Buitenplaats Mariëndal

Ligging

Breda - Ulvenhoutselaan

Geschiedenis

In 1843 werd Villa Mariëndal gebouwd in Italiaanse stijl naar een ontwerp en onder toezicht van de architect Egidius Stephanus Heynincx, in opdracht van de gemeente secretaris van Ginneken en Bavel, Cornelis W. Oomen (1811-1866).

Cornelis Oomen trouwde in 1843 met Maria Theodora Delhez. In verband met zijn voorgenomen huwelijk zou hij het huis hebben laten bouwen en naar zijn vrouw genoemd hebben. Tussen 1846 en 1852 werden er vijf kinderen geboren.

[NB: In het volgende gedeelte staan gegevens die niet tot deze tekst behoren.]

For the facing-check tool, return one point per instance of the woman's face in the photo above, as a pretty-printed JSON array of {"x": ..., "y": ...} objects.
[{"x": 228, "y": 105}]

Het perceel grond waarop de villa werd gebouwd, behoorde vanouds tot het landgoed Valkrust. In 1846 werd de bezittingen van het landgoed Valkrust verdeeld. Cornelis verwierf de grond waarop Mariëndal werd gebouwd.

In 1856 werd het landhuis verkocht aan Chrétien L. de Wit, grondeigenaar te Princenhage. Hij ging er niet zelf wonen, maar verhuurde het voor 400 gulden per jaar aan A.J. van Nouhuys, die de fabriekjes van de gebroeders Oomen had overgenomen. Twee jaar later werden de bezittingen van De Wit openbaar verkocht voor een bedrag van 5.765 gulden.

De nieuwe eigenaar, Jacob Meijnoud Engelberts, generaal-majoor van de artillerie. Hij was getrouwd in 1802 met Suzanne Elisabeth Remy. In 1867 verkocht hij zijn landhuis aan Peter Hendrik Leonard Lilly, voor 8.500 gulden. Het complex omvatte toen een herenhuis met erf, een remise en een bloemen- en moestuin. Hij woonde er met zijn gezin tot 1869. In dat jaar verkocht hij het huis voor 8.200 gulden aan mr. Willem Albarda, oud-officier van justitie te Groningen. Het bestond toen uit het huis, een remise en stal en een tuin, die samen 66 are en 80 ca. groot waren.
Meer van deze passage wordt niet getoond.